The Coeliac Association keeps receiving complaints from members and the general public on the numerous issues coeliacs experience when eating out.
These are some examples experienced by coeliacs:
- Gluten free burger: asked whether it is suitable for coeliacs, the reply was that the bun is gluten free but cannot be sure about the rest of the ingredients
- A simple salad or soup having breadsticks or croutons added without them being mentioned on the menu
- Waiters serving tables: the first waiter would be notified that someone is coeliac, the next waiter attending the table would be completely unaware
- Dealing with complaints: coeliacs who complain to a restaurant that the food might have been cross contaminated will get a response that it is their risk for dining in their restaurant as they cannot guarantee food will not be contaminated
- Using the term coeliac disease causes confusion, some restaurants will only be able to help after using the term ‘gluten free’
Restaurants keep advertising gluten free food but state that it is not suitable for coeliacs. We cannot emphasise enough how contradictory such a statement is.
In the past months we have attempted to discuss these issues with the Malta Hotels and Restaurants Association (MHRA), Malta Tourism Authority (MTA) and Food Safety Commission (FSC).
The only response we received was from the FSC that these issues will be discussed during their next meeting, we have been waiting for over 3 months.

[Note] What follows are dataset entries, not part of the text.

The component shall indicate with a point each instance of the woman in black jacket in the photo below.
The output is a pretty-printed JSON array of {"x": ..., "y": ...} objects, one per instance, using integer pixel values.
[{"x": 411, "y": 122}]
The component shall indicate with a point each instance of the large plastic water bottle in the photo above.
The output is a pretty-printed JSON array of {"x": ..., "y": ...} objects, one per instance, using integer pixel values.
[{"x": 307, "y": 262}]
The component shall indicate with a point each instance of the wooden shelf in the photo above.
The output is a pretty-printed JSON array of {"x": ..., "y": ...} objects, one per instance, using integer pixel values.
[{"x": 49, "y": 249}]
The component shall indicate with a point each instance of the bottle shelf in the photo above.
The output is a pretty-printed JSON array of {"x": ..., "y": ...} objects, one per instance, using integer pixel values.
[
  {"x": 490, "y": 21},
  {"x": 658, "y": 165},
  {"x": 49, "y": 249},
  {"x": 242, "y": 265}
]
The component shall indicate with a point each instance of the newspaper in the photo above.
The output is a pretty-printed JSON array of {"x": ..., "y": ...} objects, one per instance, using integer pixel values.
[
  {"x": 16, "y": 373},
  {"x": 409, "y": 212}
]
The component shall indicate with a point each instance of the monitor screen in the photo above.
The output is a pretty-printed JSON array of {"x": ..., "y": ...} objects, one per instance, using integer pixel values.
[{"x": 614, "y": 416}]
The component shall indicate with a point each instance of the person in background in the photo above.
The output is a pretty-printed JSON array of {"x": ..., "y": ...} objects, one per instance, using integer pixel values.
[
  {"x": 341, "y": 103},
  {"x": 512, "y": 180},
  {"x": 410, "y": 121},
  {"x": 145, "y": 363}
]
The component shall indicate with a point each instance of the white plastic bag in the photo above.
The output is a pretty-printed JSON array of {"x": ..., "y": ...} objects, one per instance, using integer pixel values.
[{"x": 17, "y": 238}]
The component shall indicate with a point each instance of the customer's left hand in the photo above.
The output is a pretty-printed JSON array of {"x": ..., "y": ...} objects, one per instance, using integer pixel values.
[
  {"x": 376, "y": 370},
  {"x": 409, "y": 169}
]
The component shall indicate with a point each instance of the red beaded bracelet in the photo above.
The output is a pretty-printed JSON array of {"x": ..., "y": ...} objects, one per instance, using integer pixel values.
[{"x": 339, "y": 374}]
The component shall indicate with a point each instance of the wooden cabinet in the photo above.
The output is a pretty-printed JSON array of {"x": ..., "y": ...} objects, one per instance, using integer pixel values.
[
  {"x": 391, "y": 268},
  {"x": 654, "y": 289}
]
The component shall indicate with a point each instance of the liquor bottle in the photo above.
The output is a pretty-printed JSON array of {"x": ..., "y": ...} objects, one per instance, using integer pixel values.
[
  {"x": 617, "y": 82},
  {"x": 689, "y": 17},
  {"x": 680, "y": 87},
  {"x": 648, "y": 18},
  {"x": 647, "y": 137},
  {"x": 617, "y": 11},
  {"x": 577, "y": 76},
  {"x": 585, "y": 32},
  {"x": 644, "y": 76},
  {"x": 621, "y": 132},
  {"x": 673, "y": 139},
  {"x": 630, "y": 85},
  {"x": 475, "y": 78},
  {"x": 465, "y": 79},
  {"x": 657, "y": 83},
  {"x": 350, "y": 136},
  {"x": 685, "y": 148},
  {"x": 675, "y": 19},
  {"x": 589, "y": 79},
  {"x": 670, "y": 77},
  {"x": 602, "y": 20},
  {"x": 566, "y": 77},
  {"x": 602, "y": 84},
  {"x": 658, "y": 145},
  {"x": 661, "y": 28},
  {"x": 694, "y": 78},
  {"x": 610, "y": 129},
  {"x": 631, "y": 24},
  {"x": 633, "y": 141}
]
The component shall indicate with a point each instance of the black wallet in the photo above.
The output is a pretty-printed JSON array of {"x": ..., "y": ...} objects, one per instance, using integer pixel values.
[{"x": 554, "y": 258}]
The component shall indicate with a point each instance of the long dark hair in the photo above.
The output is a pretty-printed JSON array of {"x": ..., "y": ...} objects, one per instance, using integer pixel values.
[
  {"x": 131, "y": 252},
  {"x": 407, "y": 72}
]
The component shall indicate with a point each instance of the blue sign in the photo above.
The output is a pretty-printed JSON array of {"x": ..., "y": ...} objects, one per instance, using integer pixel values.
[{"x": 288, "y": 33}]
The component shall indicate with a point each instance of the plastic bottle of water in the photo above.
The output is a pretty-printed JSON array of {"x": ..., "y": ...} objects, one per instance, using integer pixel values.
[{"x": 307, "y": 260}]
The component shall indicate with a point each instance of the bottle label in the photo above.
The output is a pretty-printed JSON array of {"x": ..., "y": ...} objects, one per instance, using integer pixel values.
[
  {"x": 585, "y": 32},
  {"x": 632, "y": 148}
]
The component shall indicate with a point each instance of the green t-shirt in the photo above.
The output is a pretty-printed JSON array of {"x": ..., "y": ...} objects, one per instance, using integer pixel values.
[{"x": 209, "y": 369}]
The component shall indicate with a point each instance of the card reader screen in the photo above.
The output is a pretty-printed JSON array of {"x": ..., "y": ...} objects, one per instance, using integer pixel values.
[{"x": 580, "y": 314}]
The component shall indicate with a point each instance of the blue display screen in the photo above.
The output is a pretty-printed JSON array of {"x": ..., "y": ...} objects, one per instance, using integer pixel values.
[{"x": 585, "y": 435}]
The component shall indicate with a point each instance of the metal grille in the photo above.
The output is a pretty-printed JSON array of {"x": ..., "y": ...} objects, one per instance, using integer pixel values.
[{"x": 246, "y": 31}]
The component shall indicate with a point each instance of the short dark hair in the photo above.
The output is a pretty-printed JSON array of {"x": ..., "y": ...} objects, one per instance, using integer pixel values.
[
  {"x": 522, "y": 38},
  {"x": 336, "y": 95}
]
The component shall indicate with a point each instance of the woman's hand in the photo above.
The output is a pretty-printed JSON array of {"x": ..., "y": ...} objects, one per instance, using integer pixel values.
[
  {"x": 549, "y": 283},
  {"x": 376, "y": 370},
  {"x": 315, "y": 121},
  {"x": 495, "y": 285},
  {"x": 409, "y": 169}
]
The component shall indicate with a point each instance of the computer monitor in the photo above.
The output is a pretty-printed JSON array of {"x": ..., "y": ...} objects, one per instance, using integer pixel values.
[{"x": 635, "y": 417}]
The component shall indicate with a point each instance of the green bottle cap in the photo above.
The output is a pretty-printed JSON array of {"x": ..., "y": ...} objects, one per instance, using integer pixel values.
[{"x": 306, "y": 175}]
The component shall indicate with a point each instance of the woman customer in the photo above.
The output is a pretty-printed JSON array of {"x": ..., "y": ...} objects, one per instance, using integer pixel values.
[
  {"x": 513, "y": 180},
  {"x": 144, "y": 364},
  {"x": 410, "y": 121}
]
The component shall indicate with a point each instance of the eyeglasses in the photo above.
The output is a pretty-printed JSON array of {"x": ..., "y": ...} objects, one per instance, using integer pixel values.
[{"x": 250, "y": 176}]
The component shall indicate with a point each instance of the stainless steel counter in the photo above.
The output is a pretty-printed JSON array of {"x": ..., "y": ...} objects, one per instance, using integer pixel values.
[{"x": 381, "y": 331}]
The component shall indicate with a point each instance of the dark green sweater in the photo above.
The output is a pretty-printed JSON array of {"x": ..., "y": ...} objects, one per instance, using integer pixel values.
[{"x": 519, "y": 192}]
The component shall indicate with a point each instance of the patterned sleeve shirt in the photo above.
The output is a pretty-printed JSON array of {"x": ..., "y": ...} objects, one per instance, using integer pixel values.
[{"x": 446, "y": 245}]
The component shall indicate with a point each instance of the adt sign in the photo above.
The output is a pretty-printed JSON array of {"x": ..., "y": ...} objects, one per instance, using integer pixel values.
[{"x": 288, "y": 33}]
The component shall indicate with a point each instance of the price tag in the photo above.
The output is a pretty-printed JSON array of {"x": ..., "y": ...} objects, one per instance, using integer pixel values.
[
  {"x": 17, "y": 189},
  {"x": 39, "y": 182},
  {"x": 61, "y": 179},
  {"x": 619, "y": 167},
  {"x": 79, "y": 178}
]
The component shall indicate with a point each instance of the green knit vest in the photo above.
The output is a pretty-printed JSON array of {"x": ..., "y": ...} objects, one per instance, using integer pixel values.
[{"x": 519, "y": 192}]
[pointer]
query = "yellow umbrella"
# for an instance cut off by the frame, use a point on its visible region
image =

As an Association we tend to be repeating ourselves but something needs to change. We are of the opinion that it is time to create food handling courses targeting gluten free catering. Such a course would include procedures such as:
- All staff members must be properly trained in allergens, cross-contamination and food handling on a regular basis
- At least one staff member knowledgeable on the above is always present to serve coeliacs
- A restaurant should store gluten free ingredients separately from normal ingredients
- A restaurant should have a separate area or kitchen to prepare gluten free food
As we stated in the past, this is not a witch hunt against restaurants, however we feel the catering industry needs help to confidently cater for coeliacs.
Whilst as an Association our focus is on coeliac disease and gluten, it’s important to highlight that all our concerns fall under European Regulation No 1169/2011 which details regulations not only for gluten but all 14 allergens. The regulation requires the “mandatory labelling for all foods of ingredients such as gluten-containing ingredients, with a scientifically proven allergenic or intolerance effect”. Furthermore, the regulation applies “also to non pre-packed foods such as those served in restaurants”.
One should note that this European Regulation legally binds Malta to adhere to.
Our intention will remain to see Malta implement systems in the catering industry that other European countries (UK, Italy, Spain, Poland and Cyprus to name a few) have had in place for years. We urge all relative authorities to take action on these issues.
This statement has been shared with media agencies and government authorities. We will keep our members updated with any progress.